Address: Fish Street Hill, London EC3R 8AH

Website

Time: From 9.30am

Phone: 0207 626 2717

Entry Information:www.themonument.info/visitor-information.html

350m from Cannon Street

100m from Monument

The Monument is a 202 ft high doric column, designed by Sir Christopher Wren and built in 1671-77 to commemorate both the Great Fire of London and the subsequent rebuilding of the city. The fire started on Sunday September 2nd 1666 in the bakery of Thomas Farynor, the king’s baker. The bakery was in Pudding Lane, 202 ft away from the monument.

The fire destroyed much of London and lasted three days, leaving only stone structures standing. There was little loss of life and as far as the city was concerned, although not felt at the time, it was a Godsend.
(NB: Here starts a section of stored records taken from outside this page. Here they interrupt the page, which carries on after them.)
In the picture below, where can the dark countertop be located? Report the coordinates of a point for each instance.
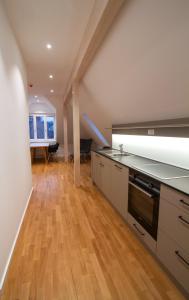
(154, 169)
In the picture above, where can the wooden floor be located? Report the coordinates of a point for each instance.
(73, 245)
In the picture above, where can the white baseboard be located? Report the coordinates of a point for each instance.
(14, 242)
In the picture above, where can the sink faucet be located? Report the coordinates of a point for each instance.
(121, 148)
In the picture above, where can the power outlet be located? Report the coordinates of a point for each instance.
(151, 131)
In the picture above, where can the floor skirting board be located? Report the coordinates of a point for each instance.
(14, 242)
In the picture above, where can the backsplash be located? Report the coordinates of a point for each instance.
(169, 150)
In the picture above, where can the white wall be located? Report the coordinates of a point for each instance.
(15, 170)
(169, 150)
(141, 72)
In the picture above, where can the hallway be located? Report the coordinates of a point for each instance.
(73, 245)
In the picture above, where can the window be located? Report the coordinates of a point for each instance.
(42, 127)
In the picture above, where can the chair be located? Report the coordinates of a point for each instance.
(52, 149)
(85, 148)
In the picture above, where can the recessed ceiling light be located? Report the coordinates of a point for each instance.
(48, 46)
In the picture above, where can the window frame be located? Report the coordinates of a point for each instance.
(45, 115)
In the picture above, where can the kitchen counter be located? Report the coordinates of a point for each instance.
(154, 169)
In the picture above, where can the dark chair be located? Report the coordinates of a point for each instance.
(85, 148)
(52, 149)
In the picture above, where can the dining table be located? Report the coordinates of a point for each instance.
(43, 146)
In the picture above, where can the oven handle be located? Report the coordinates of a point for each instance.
(138, 188)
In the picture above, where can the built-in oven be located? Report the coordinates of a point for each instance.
(143, 202)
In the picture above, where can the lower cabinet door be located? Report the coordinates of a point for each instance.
(119, 195)
(175, 258)
(142, 233)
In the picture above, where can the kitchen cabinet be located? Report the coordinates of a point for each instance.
(119, 188)
(173, 234)
(95, 168)
(112, 179)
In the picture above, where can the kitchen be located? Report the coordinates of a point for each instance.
(145, 177)
(115, 72)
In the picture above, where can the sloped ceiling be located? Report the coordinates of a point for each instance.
(141, 72)
(59, 22)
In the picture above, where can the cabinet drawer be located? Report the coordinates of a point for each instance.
(175, 222)
(176, 198)
(174, 258)
(142, 233)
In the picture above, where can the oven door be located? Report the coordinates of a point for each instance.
(144, 207)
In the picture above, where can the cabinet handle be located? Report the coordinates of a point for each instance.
(183, 220)
(138, 188)
(118, 167)
(182, 258)
(183, 202)
(141, 233)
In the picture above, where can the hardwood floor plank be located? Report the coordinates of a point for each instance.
(74, 245)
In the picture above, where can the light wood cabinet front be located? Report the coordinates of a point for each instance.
(119, 196)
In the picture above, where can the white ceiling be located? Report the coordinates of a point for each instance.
(59, 22)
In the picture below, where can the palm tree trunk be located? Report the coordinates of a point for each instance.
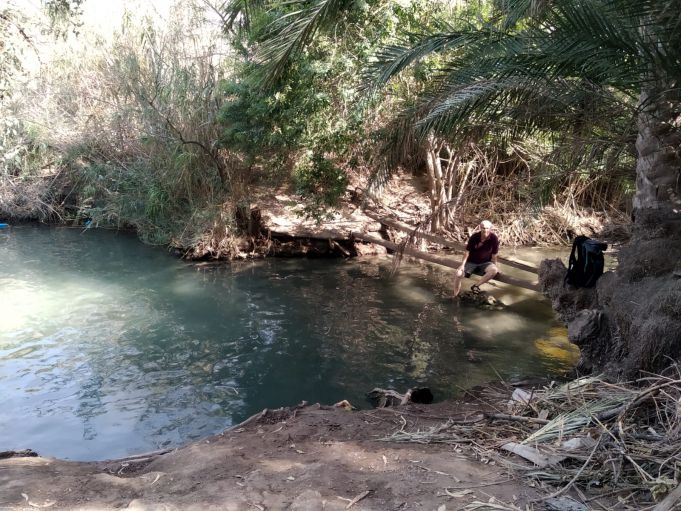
(658, 168)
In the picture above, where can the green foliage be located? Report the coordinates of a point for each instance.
(313, 103)
(322, 182)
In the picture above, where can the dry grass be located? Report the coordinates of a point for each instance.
(615, 446)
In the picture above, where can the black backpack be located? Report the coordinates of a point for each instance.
(586, 262)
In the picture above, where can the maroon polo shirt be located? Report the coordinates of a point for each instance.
(482, 251)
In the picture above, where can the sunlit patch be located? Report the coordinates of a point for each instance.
(557, 347)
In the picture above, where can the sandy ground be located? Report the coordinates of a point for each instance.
(308, 458)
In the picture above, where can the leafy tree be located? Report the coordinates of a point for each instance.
(306, 114)
(542, 67)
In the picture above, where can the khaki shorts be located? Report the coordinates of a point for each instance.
(476, 268)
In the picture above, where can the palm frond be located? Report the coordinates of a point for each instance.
(294, 30)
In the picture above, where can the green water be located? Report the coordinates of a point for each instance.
(109, 347)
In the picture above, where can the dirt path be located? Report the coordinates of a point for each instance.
(312, 458)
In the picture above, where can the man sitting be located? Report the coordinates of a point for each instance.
(480, 257)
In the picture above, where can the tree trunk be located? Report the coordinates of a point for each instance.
(634, 322)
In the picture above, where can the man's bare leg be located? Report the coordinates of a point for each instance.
(490, 273)
(458, 277)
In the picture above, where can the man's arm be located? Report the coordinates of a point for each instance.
(465, 258)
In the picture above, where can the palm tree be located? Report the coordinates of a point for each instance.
(534, 66)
The existing infrastructure couldn’t cope with the rapidly expanding city and was badly in need of redesigning, which the fire allowed it to do as the narrow streets were then widened.

The column is made of Portland stone and took six years to build, this due to the lack of stone. The king eventually gave the proclamation that no stone should leave the Isle of Portland for another destination without the prior consent of Wren. The cost of the project was £13,450 11s 9d, which would be over £3 million today.
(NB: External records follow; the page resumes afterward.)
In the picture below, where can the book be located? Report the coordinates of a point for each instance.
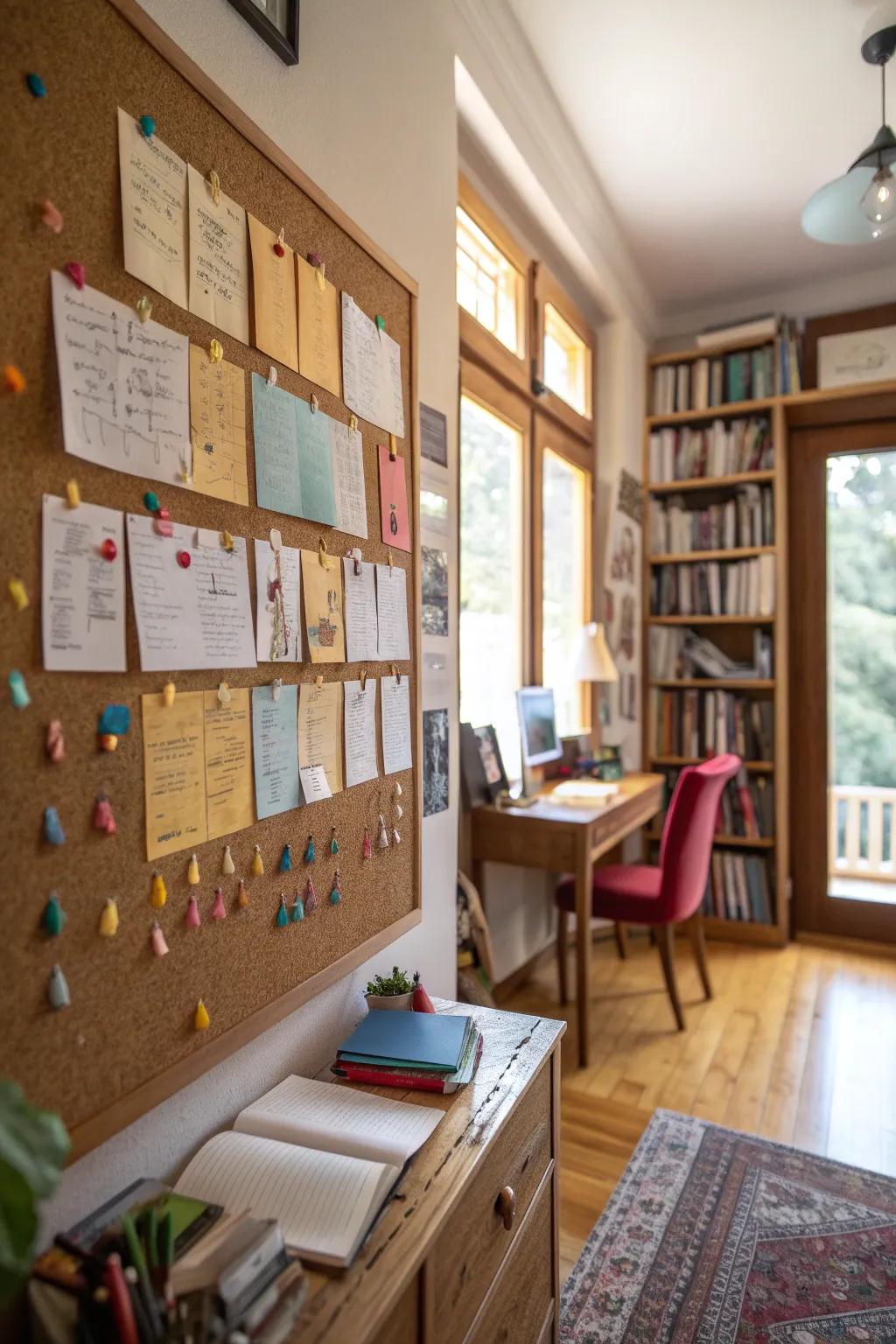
(318, 1158)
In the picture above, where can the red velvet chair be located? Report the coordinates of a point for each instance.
(670, 892)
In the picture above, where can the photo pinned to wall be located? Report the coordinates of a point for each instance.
(622, 617)
(436, 761)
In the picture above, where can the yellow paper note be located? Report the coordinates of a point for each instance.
(320, 732)
(218, 428)
(323, 594)
(318, 328)
(274, 290)
(228, 764)
(173, 773)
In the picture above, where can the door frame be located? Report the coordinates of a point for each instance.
(813, 909)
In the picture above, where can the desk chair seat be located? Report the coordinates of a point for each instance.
(669, 892)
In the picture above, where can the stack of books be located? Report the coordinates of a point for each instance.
(426, 1051)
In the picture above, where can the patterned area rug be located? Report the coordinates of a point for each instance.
(715, 1236)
There is an internal staircase of 311 six inch steps to the viewing platform at the top as well as an underground laboratory room, as it was designed to aid scientific experiments. The scientific side was rarely used. The viewing balcony is now caged off, but in 1732 a sailor climbed down on a rope. In 1750 a weaver accidentally fell off and six people committed suicide between 1788-1842.

The monument has a gilded urn and flame on top. There was to have been a statue of Charles II, but he was reluctant to have his image associated with the start of the fire. The base has four plaques. The north plaque tells of how the fire started, the south the restoration and action of the king, the east gives the years of construction and the west has a sculpture of the destruction by Danish sculptor Caius Gabriel Cibber.

Due to its historic significance, this is one of the most famous London sites.